News and Links: January 22, 2015

Another assortment of important news items and links from education blogs and web sites:

In an incredibly gutsy move, Comsewogue science teacher and  PJSTA President Beth Dimino has become the first local teacher to publicly announce that she is refusing to administer the state tests this year. Will others follow?  Ms. Diminio has the support of her Superintendent, Dr. Rella, How this will pan out in terms of the state’s reaction is still anyone’s guess.
Also on the refusing tests front, the Comsewogue school district is taking a stand against field testing. Again will others follow?
In a Newsday OpEd piece, Pat Med Supt. Mike Hynes looks back at the “Nation at Risk” report and how far we have strayed from the recommendations of that report (and from common sense). 
A new poll shows that only 1/3 of New Yorkers support the Common Core, while just about half oppose it.
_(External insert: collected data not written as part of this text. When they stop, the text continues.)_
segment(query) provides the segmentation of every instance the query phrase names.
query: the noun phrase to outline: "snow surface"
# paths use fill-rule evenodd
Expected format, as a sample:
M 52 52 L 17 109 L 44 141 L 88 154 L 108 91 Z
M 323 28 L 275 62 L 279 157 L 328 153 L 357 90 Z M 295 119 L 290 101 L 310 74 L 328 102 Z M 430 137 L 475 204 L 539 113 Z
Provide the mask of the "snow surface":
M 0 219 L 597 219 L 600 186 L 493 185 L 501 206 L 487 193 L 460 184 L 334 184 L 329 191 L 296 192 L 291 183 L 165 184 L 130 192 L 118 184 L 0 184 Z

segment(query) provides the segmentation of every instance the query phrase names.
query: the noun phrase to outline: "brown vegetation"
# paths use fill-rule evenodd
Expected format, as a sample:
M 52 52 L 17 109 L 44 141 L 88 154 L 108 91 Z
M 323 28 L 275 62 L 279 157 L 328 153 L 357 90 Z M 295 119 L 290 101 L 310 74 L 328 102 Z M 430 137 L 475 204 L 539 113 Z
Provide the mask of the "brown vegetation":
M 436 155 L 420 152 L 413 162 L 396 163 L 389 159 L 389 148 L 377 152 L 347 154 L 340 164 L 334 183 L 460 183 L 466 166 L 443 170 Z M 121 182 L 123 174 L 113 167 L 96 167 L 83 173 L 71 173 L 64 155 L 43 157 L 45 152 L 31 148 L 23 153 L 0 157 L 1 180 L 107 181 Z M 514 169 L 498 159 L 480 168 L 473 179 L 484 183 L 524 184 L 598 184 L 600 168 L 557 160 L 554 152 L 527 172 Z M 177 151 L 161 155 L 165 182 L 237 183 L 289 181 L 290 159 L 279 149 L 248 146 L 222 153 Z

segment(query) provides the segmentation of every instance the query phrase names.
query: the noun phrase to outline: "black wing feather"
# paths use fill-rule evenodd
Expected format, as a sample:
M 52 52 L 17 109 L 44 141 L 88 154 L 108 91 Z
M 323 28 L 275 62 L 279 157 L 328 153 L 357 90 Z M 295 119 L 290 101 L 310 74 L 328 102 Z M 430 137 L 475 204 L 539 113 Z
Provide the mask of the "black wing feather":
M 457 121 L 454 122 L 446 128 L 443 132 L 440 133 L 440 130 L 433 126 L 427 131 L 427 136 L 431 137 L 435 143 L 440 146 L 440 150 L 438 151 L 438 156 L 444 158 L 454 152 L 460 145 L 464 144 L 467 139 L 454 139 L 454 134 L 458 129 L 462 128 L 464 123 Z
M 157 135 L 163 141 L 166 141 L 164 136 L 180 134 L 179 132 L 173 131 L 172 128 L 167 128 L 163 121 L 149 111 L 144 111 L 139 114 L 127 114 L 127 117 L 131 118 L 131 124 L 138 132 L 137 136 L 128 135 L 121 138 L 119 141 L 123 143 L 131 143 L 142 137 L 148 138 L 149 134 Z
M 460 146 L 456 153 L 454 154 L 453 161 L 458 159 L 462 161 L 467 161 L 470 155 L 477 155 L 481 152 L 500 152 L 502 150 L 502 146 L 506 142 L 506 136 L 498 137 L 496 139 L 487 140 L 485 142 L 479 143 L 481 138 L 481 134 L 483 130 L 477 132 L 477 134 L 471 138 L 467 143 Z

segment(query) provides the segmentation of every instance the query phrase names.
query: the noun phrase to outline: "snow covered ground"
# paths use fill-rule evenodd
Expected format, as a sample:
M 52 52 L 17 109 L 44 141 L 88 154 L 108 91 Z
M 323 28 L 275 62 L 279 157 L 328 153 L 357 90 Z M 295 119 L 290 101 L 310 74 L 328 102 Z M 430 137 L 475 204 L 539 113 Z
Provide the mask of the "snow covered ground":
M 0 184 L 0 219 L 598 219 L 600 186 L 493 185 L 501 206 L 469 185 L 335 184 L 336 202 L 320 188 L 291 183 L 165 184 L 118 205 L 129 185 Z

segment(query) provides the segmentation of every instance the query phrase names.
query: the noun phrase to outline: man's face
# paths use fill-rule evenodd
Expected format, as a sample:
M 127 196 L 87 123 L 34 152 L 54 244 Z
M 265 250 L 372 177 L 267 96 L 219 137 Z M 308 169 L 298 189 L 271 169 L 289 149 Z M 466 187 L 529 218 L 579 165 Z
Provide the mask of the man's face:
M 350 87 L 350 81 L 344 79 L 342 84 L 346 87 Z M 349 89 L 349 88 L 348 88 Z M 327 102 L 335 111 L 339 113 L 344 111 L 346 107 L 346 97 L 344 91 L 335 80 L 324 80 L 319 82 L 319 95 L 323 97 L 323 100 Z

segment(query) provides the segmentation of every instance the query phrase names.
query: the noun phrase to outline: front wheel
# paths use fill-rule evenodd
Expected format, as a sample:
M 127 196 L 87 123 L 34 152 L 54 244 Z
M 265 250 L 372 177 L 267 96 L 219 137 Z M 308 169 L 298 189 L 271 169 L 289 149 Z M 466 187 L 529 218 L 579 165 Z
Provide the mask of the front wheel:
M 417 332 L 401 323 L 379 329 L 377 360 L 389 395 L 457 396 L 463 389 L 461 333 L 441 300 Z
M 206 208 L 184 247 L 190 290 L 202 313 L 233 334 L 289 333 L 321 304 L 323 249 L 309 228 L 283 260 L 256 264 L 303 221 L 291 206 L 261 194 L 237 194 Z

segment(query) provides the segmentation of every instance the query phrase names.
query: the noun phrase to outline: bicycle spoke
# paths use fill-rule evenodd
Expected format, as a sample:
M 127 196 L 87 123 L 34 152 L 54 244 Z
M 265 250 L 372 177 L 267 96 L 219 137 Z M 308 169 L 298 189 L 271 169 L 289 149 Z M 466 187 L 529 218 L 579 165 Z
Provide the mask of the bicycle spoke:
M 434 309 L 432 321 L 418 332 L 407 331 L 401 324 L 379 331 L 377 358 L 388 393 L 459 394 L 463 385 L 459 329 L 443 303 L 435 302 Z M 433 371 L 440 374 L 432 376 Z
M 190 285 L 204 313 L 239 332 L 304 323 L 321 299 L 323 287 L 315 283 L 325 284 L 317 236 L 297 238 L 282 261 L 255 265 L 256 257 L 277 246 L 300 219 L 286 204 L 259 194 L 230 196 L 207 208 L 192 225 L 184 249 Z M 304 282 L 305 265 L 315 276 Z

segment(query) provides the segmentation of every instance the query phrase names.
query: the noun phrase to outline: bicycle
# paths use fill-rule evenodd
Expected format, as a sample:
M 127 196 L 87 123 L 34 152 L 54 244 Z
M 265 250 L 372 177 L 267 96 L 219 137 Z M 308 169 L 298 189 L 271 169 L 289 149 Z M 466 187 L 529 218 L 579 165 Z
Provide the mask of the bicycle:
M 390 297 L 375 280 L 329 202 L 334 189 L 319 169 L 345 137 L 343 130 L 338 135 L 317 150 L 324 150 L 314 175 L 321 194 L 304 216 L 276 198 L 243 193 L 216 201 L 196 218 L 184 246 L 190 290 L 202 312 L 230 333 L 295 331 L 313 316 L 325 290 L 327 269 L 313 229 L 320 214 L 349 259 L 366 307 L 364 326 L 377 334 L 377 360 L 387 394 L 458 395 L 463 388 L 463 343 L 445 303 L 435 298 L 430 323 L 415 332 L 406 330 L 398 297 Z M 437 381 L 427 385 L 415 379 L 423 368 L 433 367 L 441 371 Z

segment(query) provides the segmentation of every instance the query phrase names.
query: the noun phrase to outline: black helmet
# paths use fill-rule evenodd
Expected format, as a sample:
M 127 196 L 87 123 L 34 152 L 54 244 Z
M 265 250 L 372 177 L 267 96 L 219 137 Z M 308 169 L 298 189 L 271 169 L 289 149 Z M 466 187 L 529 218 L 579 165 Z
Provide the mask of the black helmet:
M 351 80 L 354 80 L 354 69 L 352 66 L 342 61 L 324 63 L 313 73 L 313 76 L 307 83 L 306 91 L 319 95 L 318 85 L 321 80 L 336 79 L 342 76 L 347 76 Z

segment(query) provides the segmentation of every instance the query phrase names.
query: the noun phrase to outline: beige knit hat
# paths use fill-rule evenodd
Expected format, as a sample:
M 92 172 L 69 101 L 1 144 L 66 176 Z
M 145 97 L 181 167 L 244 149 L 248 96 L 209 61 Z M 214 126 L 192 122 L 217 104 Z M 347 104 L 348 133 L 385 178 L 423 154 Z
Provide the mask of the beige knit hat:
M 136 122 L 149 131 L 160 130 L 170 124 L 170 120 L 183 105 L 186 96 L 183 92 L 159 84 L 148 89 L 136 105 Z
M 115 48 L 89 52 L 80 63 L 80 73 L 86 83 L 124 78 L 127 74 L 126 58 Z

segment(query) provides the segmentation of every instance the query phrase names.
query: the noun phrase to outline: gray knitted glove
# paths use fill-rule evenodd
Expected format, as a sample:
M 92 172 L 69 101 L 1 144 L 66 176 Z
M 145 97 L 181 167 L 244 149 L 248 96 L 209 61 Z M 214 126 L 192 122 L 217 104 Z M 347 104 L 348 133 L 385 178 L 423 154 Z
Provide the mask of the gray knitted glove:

And while Cuomo has roughly 50/50 approval ratings, only 18% trust his leadership on education issues. 
While we’re very familiar with all the studies showing how the US is falling behind, here’s a report that puts it all in context through a much more realistic and broad look at the relevant data. 
video released by the Alliance for Quality Education, released prior to the state of the state, rips into the Governor on the issues of equity and the reform agenda.
Also on the topic of equity, while a recent post pointed out the growing gaps in the US and in New York State. a new report shows that the gap between rich and poor districts is growing especially fast on Long Island.
From the department of “wouldn’t that be nice,” the new governor of Pennsylvania selected a veteran educator as the Commissioner of Education. 
Research suggests that writing about yourself “can lead to behavioral changes and improve happiness.” Take that, David Coleman 
The always excellent Perdido Street School Blog reveals the truth about Cuomo’s “progressive” credentials
Feeling like a crappy teacher? You’re not alone. If nothing else it might help to understand just why so many of us feel this way.